I used to think the same way wrt Nvidia stock when it tanked - compute is clearly diminishing returns. Tech companies subsequently announced capex equal to or greater than expected in compute. I smacked myself on the forehead when I realized - I'd been think too much like an engineer. Tech CEOs badly want to believe they have an edge over every upstart from San Francisco to Shanghai. Unlimited spending on compute gives them that reassurance. In fact, the more threatened they feel, the more they spend to cling onto it.
Kids have security blankets. Tech CEOs have security compute clusters.
This is the danger of being informed only by sensational headlines. Nvidia's stock has fully recovered and is again near an all-time high. You seem to be generalizing about "Tech CEOs" — but in this case, GPUs are the advantage. They are necessary to achieve the outcome, and yet they are severely supply constrained. It's smart to overpay now.
Apple did something similar with NAND storage for the iPad mini. They took a bet that could have been wrong. It was not wrong. Competitors had a hard time because of it.
load isn't what causes degradation, it's heat and as someone who has mined crypto for years I'm aware that there are a lot of things that can be done to run hardware quite hard and keep thermals low. Whether or not that is what is being done, I have no idea. A GPU mining crypto for 5 years kept below 65C (rather easily done) is going to have far more life left than a GPU in some kids gaming PC that spikes frequently to 85C for even a year.
Everything is near an "all time high." Microstrategy stock is hovering near an all-time-high, and they're just a company that buys up Bitcoin and wastes some of it. Meme coins are floating up to all-time-highs. Stop using asset prices to justify anything people are doing, they're fully decoupled from anything happening below.
I don't think I was informed by sensational headlines. I was well into talking to people I knew about how DS's performance relative to compute was a game changer much before the stock crash.
It's not binary where you either have compute or not. You definitely do need GPUs, but there's already masses of compute, I believe it doubles every ten months or so just from Nvidia's chips. Many factors make it a very irrational decision
1) Companies were spending hundreds of billions collectively on AI capex. Meta alone was 75 billion projected this year. This is an extraordinary bet, given that the most revenue any AI company makes is a few billion by OpenAI.
2) When DS came out, it was a huge validation of the moatless idea. These SOTA companies have no moat, at best they are spending tens of billions to maintain a few months edge.
3) DS was also a huge validation of the compute saturation idea - that SOTA models were always massively efficient. At best it was traded for iteration speed.
4) Many other more technical arguments - Jevons paradox, data exhaustion (synthetic data can only be generated for a fixed set of things), apparent diminishing returns (performance relative to compute, the denominator has been exponential but the numerator logarithmic)
So on one hand you have these SOTA models which are becoming free. On the other hand you have this terrible business model. I strongly suspect that AI will go the way of Meta's Metaverse - a staggering cash burn with no realistic path to profitability.
It's one thing to invest in a new technology with tangible benefits to your product.
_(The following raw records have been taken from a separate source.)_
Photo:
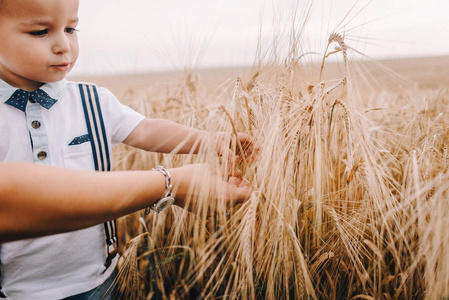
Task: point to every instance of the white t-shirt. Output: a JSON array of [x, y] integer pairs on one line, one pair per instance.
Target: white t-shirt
[[61, 265]]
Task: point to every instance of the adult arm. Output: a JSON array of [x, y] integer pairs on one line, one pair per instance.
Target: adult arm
[[40, 200]]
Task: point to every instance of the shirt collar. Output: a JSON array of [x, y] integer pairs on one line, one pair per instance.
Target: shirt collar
[[53, 89]]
It's another to spend vastly, vastly more into vague promises of AGI. To put it into perspective, Meta will spend on AI capex in a few months of 2025 as much as Apple spent on NAND in total. What advantage is there to be had with SOTA models? You do 20% better on some AIME/IQ/competitive coding benchmark, which still translates atrociously to real world issues.
But Nvidia will be very successful because these companies frankly have lost a lot of the plot and are FOMOing like mad. I still have memories of the 2013 AI gold rush where every tech company was grabbing anything with AI in them, which is how Google got DeepMind. They are being enormously rewarded by it by the stock market with Meta's price 6x since it's lows.
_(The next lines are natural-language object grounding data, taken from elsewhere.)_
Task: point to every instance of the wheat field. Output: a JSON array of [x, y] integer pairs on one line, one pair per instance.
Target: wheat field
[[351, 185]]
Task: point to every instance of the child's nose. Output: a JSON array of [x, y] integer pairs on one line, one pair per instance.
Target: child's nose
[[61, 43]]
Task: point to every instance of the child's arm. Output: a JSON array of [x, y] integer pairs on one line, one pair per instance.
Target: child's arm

It is entirely possible that LLMs end up serving some useful purpose, but don't end up being great businesses.
I can think of a million different software services that have some value to users, but don't have some multi-trillion dollar revenue stream flowing from them.
There is an idea that these LLM companies are going to be able to insert their agents into the labour market and capture some percentage of the savings that firms realize from laying off their human workforce. Given the competitive environment, it is far more likely that these LLMs become an undifferentiated commodity good, and their value to the economy gets captured elsewhere. Currently the only value being captured is at the infrastructure level, and that is all predicated on a series of assumptions around software business models that have not materialized yet.
Kids have security blankets. Tech CEOs have security compute clusters.